With the world very divided now with everyone wanting to have a say in what is right and wrong, I do not want to present my earlier piece highlighting me, being a dyslexic person, requiring special privilege. I wish to share my experience and somehow make those like me who fall under the spectrum of neurodivergence feel that they are not alone.
I enjoy the discourse concerning neurodivergence. So if someone asks me what it means for me as a dyslexic person, especially in the workplace context, I am happy to share my struggles and how I have used my own strategies to overcome my own learning difficulties. I do not require pity or people being overly precious about me. I just want to let others know that I AM JUST UNIQUE (QUIRKY). I will welcome it when an organisation changes its practices and accommodates people who might need support as they try to combine their uniqueness to a commonly accepted work environment.
As I mentioned in my earlier post, I only recently chanced upon the term – Neurodivergence.
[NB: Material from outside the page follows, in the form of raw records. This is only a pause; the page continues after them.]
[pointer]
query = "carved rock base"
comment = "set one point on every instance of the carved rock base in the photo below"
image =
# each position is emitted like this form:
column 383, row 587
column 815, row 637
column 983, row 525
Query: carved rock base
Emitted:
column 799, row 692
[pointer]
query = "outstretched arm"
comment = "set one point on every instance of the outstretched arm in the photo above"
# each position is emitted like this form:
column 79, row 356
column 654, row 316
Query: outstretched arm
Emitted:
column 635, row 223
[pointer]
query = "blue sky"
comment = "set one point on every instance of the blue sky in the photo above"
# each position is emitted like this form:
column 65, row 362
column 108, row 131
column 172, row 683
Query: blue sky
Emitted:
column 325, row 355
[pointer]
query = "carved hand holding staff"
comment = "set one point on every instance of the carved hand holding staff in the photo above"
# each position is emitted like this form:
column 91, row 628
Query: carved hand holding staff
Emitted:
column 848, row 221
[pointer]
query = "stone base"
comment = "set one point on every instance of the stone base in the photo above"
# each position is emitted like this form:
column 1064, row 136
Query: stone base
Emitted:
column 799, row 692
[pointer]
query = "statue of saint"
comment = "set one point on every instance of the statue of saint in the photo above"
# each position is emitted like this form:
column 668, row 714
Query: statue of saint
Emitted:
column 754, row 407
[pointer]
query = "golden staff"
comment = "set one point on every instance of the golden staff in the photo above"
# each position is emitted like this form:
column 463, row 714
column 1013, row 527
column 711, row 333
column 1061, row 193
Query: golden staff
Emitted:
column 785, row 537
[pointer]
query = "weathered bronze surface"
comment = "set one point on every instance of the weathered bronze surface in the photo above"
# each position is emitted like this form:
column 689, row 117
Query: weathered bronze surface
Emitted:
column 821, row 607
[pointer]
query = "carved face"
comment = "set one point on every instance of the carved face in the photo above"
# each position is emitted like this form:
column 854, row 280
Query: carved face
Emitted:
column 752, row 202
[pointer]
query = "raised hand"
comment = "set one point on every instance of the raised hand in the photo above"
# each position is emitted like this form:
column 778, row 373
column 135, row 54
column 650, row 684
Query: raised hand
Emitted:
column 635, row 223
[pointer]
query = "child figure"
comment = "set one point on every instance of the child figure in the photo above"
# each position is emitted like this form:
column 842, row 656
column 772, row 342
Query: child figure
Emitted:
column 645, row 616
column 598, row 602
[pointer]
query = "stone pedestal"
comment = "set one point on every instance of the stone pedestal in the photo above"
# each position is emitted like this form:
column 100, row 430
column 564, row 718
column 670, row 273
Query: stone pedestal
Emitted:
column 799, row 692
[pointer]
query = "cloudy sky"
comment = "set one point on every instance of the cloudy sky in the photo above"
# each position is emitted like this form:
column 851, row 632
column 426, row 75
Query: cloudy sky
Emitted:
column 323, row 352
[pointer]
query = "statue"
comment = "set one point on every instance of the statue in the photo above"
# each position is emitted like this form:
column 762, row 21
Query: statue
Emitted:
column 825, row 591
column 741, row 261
I do not claim myself as an expert but rather as a person who happens to be categorised under this term. So to reiterate, my choosing to talk about this topic, I reckon, selfishly, is to feel it is alright to be dyslexic. Nothing more than that.
While I appreciate that labelling will be inevitable, I do not want to be pigeon-holed because of my learning difficulties. Of course, awareness can be created only through open discussion about neurodivergence. So it is, in fact, a conundrum.
What then? I believe the choice is yours for many who identify or have yet to discover being neurodivergent. How you want to address and broach the subject is really up to you. For me, at least, talking about it is a form of acceptance.